There was an 18% increase in the number of application vulnerabilities found between 2013 and 2014, as well as a 22% increase in the number of products with vulnerabilities, according to the Secunia Vulnerability Review 2015, released this week.

According to the report, 15,435 vulnerabilities across 3,870 applications were recorded in 2014. These applications were published by 500 different vendor, the report added.

Vulnerabilities are errors in software that can work as an entry point for hackers, and can be exploited to gain access to IT systems. Secunia said that it had noted increasing numbers of vulnerabilities in recent years.

"Every year, we see an increase in the number of vulnerabilities discovered, emphasizing the need for organizations to stay on top of their environment," said Kasper Lingaard, director of research and security, Secunia.

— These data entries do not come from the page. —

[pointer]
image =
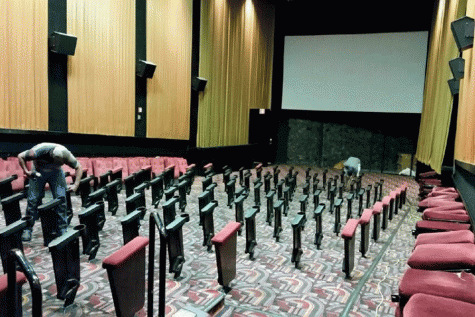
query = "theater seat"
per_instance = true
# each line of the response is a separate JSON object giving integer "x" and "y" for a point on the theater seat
{"x": 423, "y": 226}
{"x": 446, "y": 216}
{"x": 20, "y": 280}
{"x": 439, "y": 283}
{"x": 461, "y": 236}
{"x": 126, "y": 272}
{"x": 458, "y": 256}
{"x": 423, "y": 305}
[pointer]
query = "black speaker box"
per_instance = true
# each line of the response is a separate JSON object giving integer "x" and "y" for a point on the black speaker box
{"x": 454, "y": 85}
{"x": 62, "y": 43}
{"x": 462, "y": 30}
{"x": 198, "y": 84}
{"x": 145, "y": 69}
{"x": 457, "y": 66}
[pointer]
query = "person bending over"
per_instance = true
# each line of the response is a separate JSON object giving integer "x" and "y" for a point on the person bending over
{"x": 352, "y": 166}
{"x": 47, "y": 161}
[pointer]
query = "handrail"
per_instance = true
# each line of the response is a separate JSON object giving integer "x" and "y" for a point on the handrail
{"x": 155, "y": 222}
{"x": 17, "y": 256}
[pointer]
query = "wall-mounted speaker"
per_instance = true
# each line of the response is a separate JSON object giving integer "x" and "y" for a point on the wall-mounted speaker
{"x": 198, "y": 84}
{"x": 457, "y": 66}
{"x": 145, "y": 69}
{"x": 462, "y": 30}
{"x": 454, "y": 85}
{"x": 62, "y": 43}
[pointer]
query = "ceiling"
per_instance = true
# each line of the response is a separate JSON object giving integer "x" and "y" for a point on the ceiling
{"x": 306, "y": 17}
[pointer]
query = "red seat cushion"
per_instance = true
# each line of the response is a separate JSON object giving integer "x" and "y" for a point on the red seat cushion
{"x": 437, "y": 283}
{"x": 443, "y": 194}
{"x": 460, "y": 236}
{"x": 366, "y": 216}
{"x": 448, "y": 204}
{"x": 446, "y": 216}
{"x": 20, "y": 279}
{"x": 377, "y": 208}
{"x": 118, "y": 258}
{"x": 443, "y": 209}
{"x": 441, "y": 225}
{"x": 443, "y": 256}
{"x": 386, "y": 200}
{"x": 349, "y": 229}
{"x": 226, "y": 233}
{"x": 434, "y": 201}
{"x": 423, "y": 305}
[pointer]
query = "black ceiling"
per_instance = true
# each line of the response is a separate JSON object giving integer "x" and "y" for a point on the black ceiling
{"x": 306, "y": 17}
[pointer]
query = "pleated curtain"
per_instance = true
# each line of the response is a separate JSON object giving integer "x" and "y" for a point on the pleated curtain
{"x": 169, "y": 35}
{"x": 236, "y": 53}
{"x": 24, "y": 64}
{"x": 101, "y": 74}
{"x": 437, "y": 104}
{"x": 465, "y": 135}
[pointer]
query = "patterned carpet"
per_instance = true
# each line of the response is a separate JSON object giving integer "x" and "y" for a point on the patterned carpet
{"x": 269, "y": 285}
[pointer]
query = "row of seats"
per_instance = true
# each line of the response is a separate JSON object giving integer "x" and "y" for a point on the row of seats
{"x": 439, "y": 280}
{"x": 97, "y": 166}
{"x": 389, "y": 206}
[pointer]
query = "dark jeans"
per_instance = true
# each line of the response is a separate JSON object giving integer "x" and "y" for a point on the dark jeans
{"x": 36, "y": 192}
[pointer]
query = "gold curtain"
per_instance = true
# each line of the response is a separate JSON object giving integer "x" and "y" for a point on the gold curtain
{"x": 169, "y": 34}
{"x": 24, "y": 64}
{"x": 236, "y": 53}
{"x": 437, "y": 105}
{"x": 465, "y": 137}
{"x": 101, "y": 74}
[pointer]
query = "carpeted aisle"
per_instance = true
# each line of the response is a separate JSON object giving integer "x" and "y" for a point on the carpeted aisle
{"x": 270, "y": 285}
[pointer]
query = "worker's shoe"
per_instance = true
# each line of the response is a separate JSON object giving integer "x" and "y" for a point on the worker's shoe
{"x": 26, "y": 235}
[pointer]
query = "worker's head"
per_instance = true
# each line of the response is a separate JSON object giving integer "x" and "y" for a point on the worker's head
{"x": 58, "y": 155}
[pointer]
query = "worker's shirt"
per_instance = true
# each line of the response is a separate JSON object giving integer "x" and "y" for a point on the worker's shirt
{"x": 42, "y": 155}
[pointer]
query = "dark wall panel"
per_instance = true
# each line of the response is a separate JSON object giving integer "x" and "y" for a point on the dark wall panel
{"x": 57, "y": 71}
{"x": 326, "y": 138}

"IT teams need to have complete visibility of the applications that are in use, and they need firm policies and procedures in place, in order to deal with the vulnerabilities as they are disclosed."

Secunia said that obtaining full visibility into applications is not always an easy task for some organisations. The company cited the fact that vendors bundle their products with open-source applications and libraries, and the fact that not all vendors can be trusted to patch vulnerabilities in a timely fashion, as some of the main reasons for this.

"In fact, as examples in the Secunia Vulnerability Review show, when we look at the number of days lapsed between the times when OpenSSL vulnerabilities were disclosed, until third-party vendors informed of their product being vulnerable, we find that there is no general pattern to response times," Lindgaard said.

"Consequently, organisations can not presume to be able to predict which vendors are dependable and quick to react, when vulnerabilities are discovered in products bundled with open-source libraries."

However, for those applications that are known to the security teams, the data for 2014 was slightly encouraging. Of the 15,435 vulnerabilities, full 83% had a security patch available on the day the vulnerability was disclosed to the public. Secunia said that this number represented a continued improvement in time-to-patch, particularly when taking a retrospective view of the last six years and the low of 49.9% recorded in 2009.

"But numbers also show that while an impressive 83% of vulnerabilities have a patch available on the day of disclosure, the number is virtually unchanged when we look 30 days ahead," said Lindgaard.

"Thirty days on, just 84.3% have a patch available which essentially means that if it isn't patched on the day of disclosure, chances are the vendor isn't prioritising the issue. That means you need to move to plan B, and apply alternative fixes to mitigate the risk."